Page-turners are suspenseful stories that fall into a variety of genres and categories. The one common thread is that page-turners are suspenseful and capture their readers’ attention from the beginning to the end of the story, keeping the reader hooked. Page-turners often have elements of murder mystery, science fiction, psychological thriller, historical fiction, literary fiction, and other genres. Many page-turner books are turned into TV shows and films because of their engaging narratives.

10 Tips for Writing a Page-Turner

Writing suspense is a difficult skill to master. The ability to craft suspense novels that are unputdownable and that will hook your readers is something that takes years to develop. The good news is there are many techniques that help with building suspense that you can incorporate into your writing process.

  1. Plan plot twists: Page-turners are full of plot twists and reversals that build suspense. Consider ending a pivotal chapter on a cliffhanger or plot turn that makes people keep reading to see what happens next.
  2. Introduce a ticking clock: A ticking clock is an important element that ramps up pressure on your characters and piques your readers’ curiosity as to how your protagonist can possibly succeed. Many of the best books in the page-turner genre set up big promises and obstacles early in a narrative and layer in a time crunch to make a character’s predicament seem even more dire.
  3. Build up stakes: This may seem obvious, but it’s your job as a writer to craft a story with high stakes, especially if you’re working on a debut novel.
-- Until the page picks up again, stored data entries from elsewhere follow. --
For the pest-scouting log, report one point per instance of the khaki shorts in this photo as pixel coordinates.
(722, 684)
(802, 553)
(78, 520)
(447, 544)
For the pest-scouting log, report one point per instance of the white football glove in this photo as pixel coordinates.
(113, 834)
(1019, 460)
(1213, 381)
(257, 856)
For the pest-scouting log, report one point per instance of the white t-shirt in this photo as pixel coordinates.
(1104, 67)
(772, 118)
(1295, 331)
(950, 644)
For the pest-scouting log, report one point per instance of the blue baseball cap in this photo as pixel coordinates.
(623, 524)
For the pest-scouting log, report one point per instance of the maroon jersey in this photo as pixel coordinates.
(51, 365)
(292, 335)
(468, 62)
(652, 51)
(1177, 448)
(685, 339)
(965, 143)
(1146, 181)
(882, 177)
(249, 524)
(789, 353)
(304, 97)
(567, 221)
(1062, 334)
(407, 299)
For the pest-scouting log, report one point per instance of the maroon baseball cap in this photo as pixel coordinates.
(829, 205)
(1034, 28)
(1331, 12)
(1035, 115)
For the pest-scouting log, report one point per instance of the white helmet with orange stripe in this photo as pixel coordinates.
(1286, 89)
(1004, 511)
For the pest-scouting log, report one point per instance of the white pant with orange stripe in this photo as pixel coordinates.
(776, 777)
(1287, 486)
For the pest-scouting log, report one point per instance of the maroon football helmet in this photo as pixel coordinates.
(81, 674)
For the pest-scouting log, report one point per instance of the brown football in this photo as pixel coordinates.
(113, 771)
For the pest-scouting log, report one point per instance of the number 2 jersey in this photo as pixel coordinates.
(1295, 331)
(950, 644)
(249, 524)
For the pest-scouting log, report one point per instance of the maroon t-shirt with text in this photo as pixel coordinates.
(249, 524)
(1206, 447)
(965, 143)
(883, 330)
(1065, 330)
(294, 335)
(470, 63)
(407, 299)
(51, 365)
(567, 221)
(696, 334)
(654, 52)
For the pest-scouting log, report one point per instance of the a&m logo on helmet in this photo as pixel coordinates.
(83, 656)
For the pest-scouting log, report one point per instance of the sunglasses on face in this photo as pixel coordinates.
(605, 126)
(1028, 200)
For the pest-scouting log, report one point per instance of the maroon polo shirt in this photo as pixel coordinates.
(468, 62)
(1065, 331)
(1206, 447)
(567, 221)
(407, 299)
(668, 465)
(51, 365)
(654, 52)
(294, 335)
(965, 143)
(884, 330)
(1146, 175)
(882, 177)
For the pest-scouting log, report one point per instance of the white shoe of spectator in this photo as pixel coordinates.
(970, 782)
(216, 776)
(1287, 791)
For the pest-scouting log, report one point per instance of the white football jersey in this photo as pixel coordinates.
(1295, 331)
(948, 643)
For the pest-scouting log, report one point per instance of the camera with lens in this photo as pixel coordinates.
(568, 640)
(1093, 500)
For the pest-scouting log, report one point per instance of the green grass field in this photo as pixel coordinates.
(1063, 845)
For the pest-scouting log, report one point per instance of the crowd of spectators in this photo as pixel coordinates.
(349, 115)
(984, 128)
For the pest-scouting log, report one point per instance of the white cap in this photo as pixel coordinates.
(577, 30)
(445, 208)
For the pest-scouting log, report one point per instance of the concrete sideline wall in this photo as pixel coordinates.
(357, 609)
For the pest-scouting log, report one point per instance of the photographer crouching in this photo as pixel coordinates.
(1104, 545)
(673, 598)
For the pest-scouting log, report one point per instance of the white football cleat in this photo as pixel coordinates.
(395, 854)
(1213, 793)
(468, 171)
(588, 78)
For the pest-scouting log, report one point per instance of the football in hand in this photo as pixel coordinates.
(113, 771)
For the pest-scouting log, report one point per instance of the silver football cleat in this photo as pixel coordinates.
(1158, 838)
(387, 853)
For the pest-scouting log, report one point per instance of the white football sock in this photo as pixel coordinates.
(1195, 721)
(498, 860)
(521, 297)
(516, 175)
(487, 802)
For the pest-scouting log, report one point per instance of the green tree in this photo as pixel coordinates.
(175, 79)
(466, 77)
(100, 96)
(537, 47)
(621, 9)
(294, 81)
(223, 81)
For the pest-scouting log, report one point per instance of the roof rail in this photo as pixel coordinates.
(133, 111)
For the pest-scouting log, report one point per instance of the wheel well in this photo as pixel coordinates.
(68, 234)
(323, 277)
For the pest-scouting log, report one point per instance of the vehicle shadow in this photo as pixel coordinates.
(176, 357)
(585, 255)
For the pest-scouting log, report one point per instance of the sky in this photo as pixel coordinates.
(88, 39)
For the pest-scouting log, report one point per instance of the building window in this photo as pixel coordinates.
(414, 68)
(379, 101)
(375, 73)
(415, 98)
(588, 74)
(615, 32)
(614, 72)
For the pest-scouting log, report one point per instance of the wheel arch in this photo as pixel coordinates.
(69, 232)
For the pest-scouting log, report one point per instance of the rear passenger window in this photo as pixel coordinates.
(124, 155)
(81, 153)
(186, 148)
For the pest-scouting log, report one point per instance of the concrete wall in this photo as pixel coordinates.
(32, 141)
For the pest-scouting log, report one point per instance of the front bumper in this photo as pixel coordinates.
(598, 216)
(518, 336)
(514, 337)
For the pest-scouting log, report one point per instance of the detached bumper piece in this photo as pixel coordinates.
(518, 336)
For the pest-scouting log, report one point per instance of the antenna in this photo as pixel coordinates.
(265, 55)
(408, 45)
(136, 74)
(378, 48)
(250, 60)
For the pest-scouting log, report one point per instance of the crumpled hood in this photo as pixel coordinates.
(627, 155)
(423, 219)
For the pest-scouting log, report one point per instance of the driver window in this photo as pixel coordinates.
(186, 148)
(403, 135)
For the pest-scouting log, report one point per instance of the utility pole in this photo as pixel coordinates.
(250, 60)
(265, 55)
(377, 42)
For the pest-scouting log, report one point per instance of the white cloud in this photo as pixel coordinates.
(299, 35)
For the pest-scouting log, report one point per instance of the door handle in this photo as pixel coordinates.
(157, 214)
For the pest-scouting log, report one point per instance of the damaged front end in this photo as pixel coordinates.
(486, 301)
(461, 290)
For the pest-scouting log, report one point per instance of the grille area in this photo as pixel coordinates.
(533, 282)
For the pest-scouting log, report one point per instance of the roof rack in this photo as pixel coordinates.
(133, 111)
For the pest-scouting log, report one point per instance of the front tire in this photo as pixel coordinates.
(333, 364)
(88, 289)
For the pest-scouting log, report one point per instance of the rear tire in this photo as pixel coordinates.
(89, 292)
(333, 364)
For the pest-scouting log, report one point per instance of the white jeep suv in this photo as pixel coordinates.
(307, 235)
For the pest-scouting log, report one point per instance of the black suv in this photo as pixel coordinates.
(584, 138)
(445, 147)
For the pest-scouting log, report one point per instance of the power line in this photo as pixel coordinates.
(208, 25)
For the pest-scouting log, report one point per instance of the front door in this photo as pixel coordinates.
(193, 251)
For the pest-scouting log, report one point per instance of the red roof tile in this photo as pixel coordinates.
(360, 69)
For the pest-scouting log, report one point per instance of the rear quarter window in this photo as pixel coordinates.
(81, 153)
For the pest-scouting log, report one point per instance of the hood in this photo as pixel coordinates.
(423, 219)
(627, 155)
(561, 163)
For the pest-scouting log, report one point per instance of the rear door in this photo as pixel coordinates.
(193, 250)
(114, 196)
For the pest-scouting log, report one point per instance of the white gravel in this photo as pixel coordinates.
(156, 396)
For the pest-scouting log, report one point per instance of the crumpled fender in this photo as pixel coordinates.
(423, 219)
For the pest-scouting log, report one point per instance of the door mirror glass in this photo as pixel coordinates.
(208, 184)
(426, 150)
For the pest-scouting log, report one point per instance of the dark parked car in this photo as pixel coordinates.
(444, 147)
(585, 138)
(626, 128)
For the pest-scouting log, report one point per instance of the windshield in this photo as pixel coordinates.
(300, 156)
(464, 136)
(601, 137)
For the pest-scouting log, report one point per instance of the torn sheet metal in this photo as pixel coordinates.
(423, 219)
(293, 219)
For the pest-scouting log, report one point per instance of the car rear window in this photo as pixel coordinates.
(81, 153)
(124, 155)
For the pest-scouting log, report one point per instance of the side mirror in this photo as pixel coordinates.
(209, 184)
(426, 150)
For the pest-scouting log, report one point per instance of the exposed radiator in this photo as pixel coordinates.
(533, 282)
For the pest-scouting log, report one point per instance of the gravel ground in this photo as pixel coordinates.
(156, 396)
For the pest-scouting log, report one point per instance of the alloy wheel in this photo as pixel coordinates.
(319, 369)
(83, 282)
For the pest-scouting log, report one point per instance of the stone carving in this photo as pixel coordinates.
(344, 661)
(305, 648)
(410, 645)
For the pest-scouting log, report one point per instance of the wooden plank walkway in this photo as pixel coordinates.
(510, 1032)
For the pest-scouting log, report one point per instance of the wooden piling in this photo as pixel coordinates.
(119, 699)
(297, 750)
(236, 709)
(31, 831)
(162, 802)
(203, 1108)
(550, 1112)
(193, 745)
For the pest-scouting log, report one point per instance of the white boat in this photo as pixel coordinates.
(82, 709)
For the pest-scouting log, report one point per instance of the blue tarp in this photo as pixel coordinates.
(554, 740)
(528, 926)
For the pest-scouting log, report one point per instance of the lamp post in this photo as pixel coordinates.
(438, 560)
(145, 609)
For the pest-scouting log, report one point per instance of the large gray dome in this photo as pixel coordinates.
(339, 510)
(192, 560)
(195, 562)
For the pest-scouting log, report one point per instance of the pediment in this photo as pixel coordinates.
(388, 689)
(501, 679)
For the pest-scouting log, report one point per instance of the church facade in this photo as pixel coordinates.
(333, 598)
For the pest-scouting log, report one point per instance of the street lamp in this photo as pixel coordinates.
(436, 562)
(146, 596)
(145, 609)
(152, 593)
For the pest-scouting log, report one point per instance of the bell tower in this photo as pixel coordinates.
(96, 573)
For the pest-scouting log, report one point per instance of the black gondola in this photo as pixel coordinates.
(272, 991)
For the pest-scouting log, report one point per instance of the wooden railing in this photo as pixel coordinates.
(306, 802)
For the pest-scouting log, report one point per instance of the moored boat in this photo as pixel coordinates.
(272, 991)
You can always take steps to increase the stakes for your characters and amp up the suspense. Readers make the choice to start reading your novel and can stop reading it at any point. Having high stakes from beginning to end will keep them engaged.
  4. Keep increasing the obstacles: A good suspense story introduces new and bigger obstacles up until the story’s climax. For example, if your protagonist is trying to escape from a burning building, all of the escape routes should be blocked. Keep increasing your narrative obstacles to the point that your reader sees no possible way out.
  5. Weave subplots into your narrative: Use subplots effectively to add variety and texture to your narrative and explore characters and backstory. When used well, subplots can artfully pose and answer key questions and flesh out characters.
  6. Add dramatic irony: Dramatic irony is one of the many literary devices that can keep your reader engaged and increase the suspense. If a reader is aware of impending plot points that your characters are not, you can foreshadow plot twists and raise questions in your reader’s mind as to how your characters will deal with the trouble that lies ahead.
  7. Create a dynamic villain: Most page-turners have a main character and a compelling bad guy. Obviously, your cast of characters can be bigger and more complicated, but it can be very helpful to have a dynamic and powerful antagonist in your page-turner.
  8. Invest in the details: Good writing generally contains sensory details and specific observations that remind readers of real life. A suspenseful moment can be much more powerful with detailed descriptions of the environment in which it takes place. If you’re writing thrillers instead of just describing a high school in New York, you might want to write about a decrepit old abandoned public school on the outskirts of the city.
  9. Plant red herrings: Using red herrings is a great way to subvert reader expectations and amp up the suspense. Combining foreshadowing with misdirection will keep your readers on their toes and engaged until the end of the story.
  10. Develop character backstory: Character development through backstory is a great way of writing three-dimensional characters. If you’re writing about a grizzled and cynical detective in the 1950s, including flashbacks to show the events in WWII that made him jaded and hardened to the outside world can help your readers understand his motivations.